Billy was caught in the wild and forcibly taken, as a part of a trade been the L.A. Zoo and the Malaysian Game Department, from his native home of Malaysia. Now, Billy lives on approximately one-quarter acre at the L.A. Zoo. Wild elephants can walk up to 100 miles in a day, and there are roughly 640 acres in one mile. With only one acre of land on which to roam, it is virtually impossible for Billy to get the daily exercise he needs to be both physically and psychologically healthy.

With no other elephants near him, Billy lives an unnatural, solitary life at the zoo. Male elephants are often kept separate from other elephants in zoos, but, in the wild, male elephants have been known to display social connections, reside in bachelor herds, frequent areas with female elephants, and, sometimes, move from family to family. In India, younger bulls even join with older bulls to crop raid.

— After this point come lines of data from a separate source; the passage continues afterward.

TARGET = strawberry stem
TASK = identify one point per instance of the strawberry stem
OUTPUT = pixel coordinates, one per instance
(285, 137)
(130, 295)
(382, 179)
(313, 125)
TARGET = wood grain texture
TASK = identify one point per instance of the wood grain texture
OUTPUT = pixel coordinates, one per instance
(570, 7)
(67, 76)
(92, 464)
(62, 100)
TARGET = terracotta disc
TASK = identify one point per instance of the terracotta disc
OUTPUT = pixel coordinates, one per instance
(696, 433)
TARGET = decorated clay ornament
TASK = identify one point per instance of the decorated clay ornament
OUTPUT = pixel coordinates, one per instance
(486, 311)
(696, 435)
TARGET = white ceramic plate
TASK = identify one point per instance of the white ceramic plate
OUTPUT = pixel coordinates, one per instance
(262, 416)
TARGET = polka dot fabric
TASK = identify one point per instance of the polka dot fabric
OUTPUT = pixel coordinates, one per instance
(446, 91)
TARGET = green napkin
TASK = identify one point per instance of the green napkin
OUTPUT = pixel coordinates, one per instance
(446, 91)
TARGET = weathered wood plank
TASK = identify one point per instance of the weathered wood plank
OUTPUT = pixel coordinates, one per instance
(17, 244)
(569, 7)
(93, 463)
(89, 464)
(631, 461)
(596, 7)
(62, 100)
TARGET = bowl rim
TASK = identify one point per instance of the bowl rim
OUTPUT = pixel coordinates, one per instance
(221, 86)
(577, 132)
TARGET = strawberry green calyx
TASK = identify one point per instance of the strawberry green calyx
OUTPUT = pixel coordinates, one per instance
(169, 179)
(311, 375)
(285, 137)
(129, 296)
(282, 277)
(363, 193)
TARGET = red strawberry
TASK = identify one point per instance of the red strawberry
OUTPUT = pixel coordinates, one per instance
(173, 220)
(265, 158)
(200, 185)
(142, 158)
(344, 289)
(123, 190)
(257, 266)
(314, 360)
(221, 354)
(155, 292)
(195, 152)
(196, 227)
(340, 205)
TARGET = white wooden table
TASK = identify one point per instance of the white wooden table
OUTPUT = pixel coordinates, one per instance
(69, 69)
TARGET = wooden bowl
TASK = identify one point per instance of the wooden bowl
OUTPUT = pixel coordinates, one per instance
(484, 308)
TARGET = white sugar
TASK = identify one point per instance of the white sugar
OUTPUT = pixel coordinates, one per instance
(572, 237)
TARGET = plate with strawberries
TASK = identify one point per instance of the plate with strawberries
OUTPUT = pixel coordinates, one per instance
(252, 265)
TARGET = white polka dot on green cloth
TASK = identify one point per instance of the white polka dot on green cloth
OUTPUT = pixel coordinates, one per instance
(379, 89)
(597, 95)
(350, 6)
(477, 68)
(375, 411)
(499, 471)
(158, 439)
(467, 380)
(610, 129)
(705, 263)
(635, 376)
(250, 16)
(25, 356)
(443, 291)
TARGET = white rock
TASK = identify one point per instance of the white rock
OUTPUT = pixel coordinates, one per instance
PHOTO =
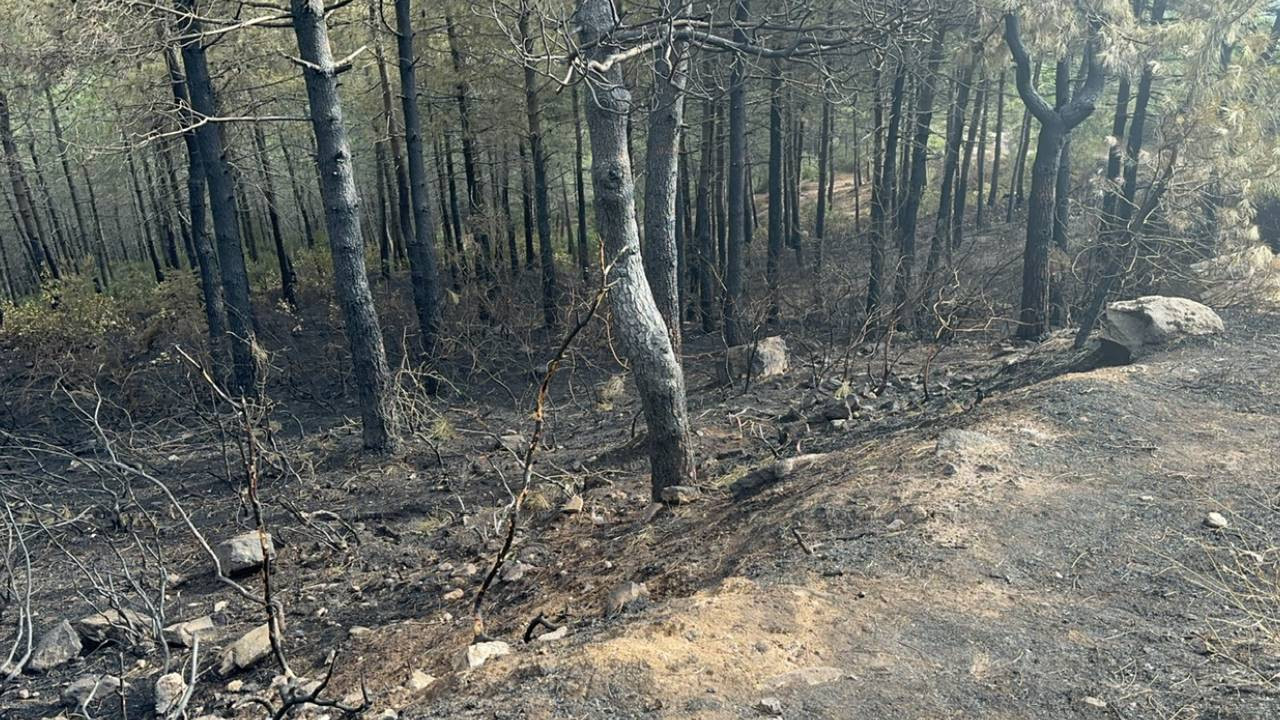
(251, 647)
(766, 358)
(476, 655)
(1133, 328)
(56, 646)
(622, 596)
(168, 693)
(243, 551)
(1216, 520)
(182, 634)
(420, 680)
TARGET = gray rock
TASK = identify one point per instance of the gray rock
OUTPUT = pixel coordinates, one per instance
(246, 651)
(56, 646)
(243, 552)
(168, 693)
(1133, 328)
(476, 655)
(764, 359)
(90, 688)
(182, 634)
(624, 596)
(681, 495)
(769, 706)
(114, 625)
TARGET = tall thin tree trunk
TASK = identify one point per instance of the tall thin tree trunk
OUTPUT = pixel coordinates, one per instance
(662, 159)
(735, 265)
(639, 324)
(421, 244)
(222, 201)
(533, 113)
(342, 218)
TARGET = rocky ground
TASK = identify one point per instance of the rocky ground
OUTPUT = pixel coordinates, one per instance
(1019, 541)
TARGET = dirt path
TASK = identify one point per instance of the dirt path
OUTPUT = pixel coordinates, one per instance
(1040, 563)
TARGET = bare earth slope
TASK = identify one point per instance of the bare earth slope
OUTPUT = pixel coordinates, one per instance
(1047, 561)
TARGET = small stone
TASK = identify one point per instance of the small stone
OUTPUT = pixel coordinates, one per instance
(557, 634)
(115, 625)
(476, 655)
(515, 572)
(420, 680)
(680, 495)
(243, 552)
(90, 688)
(769, 706)
(55, 647)
(250, 648)
(182, 634)
(168, 693)
(622, 596)
(1216, 520)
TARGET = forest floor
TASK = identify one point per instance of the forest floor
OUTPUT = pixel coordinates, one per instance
(1028, 538)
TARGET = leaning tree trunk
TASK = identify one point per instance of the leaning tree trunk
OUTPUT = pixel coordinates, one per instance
(342, 219)
(639, 326)
(288, 278)
(666, 117)
(222, 204)
(421, 245)
(735, 259)
(909, 210)
(1055, 126)
(777, 203)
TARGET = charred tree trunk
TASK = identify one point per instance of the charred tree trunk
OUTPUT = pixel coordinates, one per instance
(909, 209)
(735, 279)
(662, 165)
(1055, 126)
(580, 187)
(423, 265)
(704, 233)
(639, 326)
(222, 201)
(533, 112)
(342, 218)
(288, 278)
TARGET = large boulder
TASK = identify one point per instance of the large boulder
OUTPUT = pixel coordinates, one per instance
(122, 627)
(760, 359)
(1133, 328)
(1249, 276)
(55, 647)
(243, 552)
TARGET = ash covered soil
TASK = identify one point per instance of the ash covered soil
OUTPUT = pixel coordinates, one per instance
(1024, 541)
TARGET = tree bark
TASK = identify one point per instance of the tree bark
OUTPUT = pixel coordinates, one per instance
(662, 165)
(342, 219)
(735, 279)
(533, 112)
(640, 329)
(423, 267)
(288, 278)
(1055, 124)
(222, 201)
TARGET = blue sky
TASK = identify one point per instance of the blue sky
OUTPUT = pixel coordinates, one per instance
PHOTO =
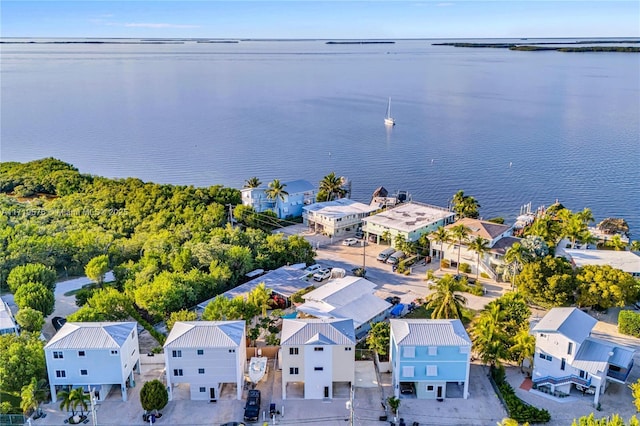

For many years Billy has been displaying stereotypic behavior in the form of repetitive head bobbing that goes on for extended periods of time. Stereotypic behaviors are repetitive behaviors that are often seen in captive animals, particularly those given inadequate mental stimulation. What's more, stereotypic behavior is never seen in wild animals. Many experts consider stereotypic behavior to be an indicator of poor psychological welfare, which is likely caused by restriction of movement, size of enclosure, social isolation, or lack of complexity in the physical environment.  Billy has experienced all of these factors at the L.A. Zoo. In fact, from his arrival at the L.A. Zoo in 1989 until 1994, Billy was routinely chained each night for approximately 12 to 14 hours at a time. It was during this period that a keeper reportedly physically abused Billy by using electric shock on him.

Experts state that stereotypic behavior can lead to foot problems, such as nail cracks, which Billy already has, and abscesses or abrasions to the sole of the foot. Foot-related problems are one of the leading causes of euthanasia in captive elephants in the United States.